O
mito de Narciso é um dos mais belos do mundo grego antigo e foi amplamente
utilizado pela psiquiatria moderna para explicar certos aspectos da
personalidade humana. Reproduzirei resumidamente a história desse importante
personagem da mitologia grega para que os leitores possam compreender melhor
aquilo que eu discutirei neste texto.
Narciso era filho de Céfiso (deus
do rio) e da ninfa Liríope. Quando ele nasceu, os pais assustados com a sua
intensa e exuberante beleza, consultaram o adivinho Tirésias para saber o
futuro do seu filho. O sábio lhes disse que Narciso teria vida longa se nunca
contemplasse a própria face.
Muitas moças e ninfas se apresentaram
a Narciso querendo cortejá-lo, mas ele não se interessou por nenhuma delas.
Entretanto, uma em especial, a ninfa Ecos, ficou muito triste com a rejeição e
retirou-se para um lugar ermo onde morreu desolada. As outras rejeitadas pediram
que a deusa Némesis as vingasse e punisse Narciso.
Némesis apiedou-se delas e resolveu
induzir Narciso a morte. Depois de uma longa e exaustiva caçada, Narciso
debruçou-se diante da fonte de Téspias para saciar sua sede e viu a própria
imagem refletida no espelho das águas. Inebriado com a própria beleza, Narciso
contemplou-se até morrer. No lugar onde ele morreu nasceu uma flor estéril.

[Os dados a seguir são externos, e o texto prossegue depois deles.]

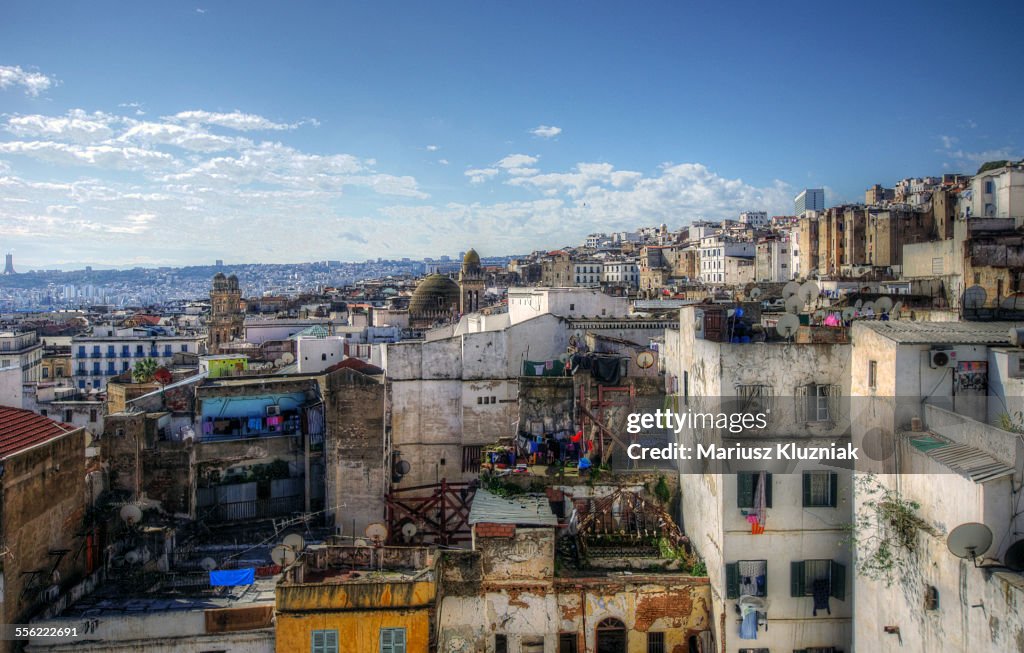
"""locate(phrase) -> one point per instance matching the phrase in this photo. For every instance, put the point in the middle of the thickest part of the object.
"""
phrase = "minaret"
(471, 284)
(225, 312)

Sempre que escuto a história de
Narciso penso na relação existente entre este mito arquetípico e algumas
pessoas dos dias de hoje. Mesmo tendo o cuidado de não me deixar influenciar
por clichês pessimistas produzidos pelo alarmismo, não posso deixar de admitir que
uma das principais características da pós-modernidade é o individualismo
exacerbado e o culto de si mesmo.
A cada dia que se passa as pessoas
estão mais bonitas por fora e mais feias por dentro. Ao que tudo parece
indicar, o progresso estético tem sido diretamente proporcional à involução do
caráter. Nas ruas e nos perfis do face book existe um verdadeiro desfile dessas
incontáveis figuras belas e fúteis ao mesmo tempo.
Tal e qual o Narciso do mito grego,
muitos vivem a se contemplar nas águas da “fonte de Téspias” enquanto avançam tentando
virar celebridade e se afogando no orgulho infantil e no individualismo
doentio. Aliás, até ler com mais profundidade o mito de Narciso eu não
conseguia entender porque as pessoas no mundo virtual gostam de se fotografar
se fotografando.
É isso mesmo: as pessoas no face book adoram
se fotografar se fotografando para que possam se vê se vendo! É quase impossível visitar algum perfil na
internet que não tenha a foto de uma garota que se fotografou se fotografando
ou um garotão sarado fazendo o mesmo. É o narcisismo levado às últimas consequências,
é o orgulho de si elevado à potência máxima.
Como se não bastasse se fotografar se
fotografando, há aqueles que se fotografam se fotografando diante do espelho. Penso
que Isso é uma versão pós-moderna da história da bruxa malvada que perguntava
para o seu espelho mágico: “espelho, espelho meu, existe alguém mais bela do
que eu?”.
Resumindo:
se fotografar sozinho já é um ato individualista. Se fotografar se fotografando
é uma forma de enfatizar a individualidade; e se fotografar se fotografando
diante de um espelho é o mesmo que querer se vê três vezes ao mesmo tempo.
Narciso não passa de uma criança diante dos internautas!
Com tantas e variadas evidências, chegamos
a seguinte conclusão: vivemos em um mundo ensimesmado. Estamos na era das
adesões frágeis e da liquidez fluída dos contatos superficiais e adotamos o
culto de nós mesmos. Contudo, deveríamos lembrar que Narciso morreu ao
contemplar-se exaustivamente e no seu lugar nasceu apenas uma flor triste e
estéril!
André Pessoa
" Como se não bastasse se fotografar se fotografando, há aqueles que se fotografam se fotografando diante do espelho. Penso que Isso é uma versão pós-moderna da história da bruxa malvada que perguntava para o seu espelho mágico: “espelho, espelho meu, existe alguém mais bela do que eu?”."
ResponderExcluirMelhor parte! hahahaha
Pois é, no mundo capitalista de hoje, tanto como o senhor já citou uma vez para nós na sala de aula, é difícil NÃO SER individualista na nossa sociedade. Ainda me pergunto se é errado ou não viver dessa forma... (?)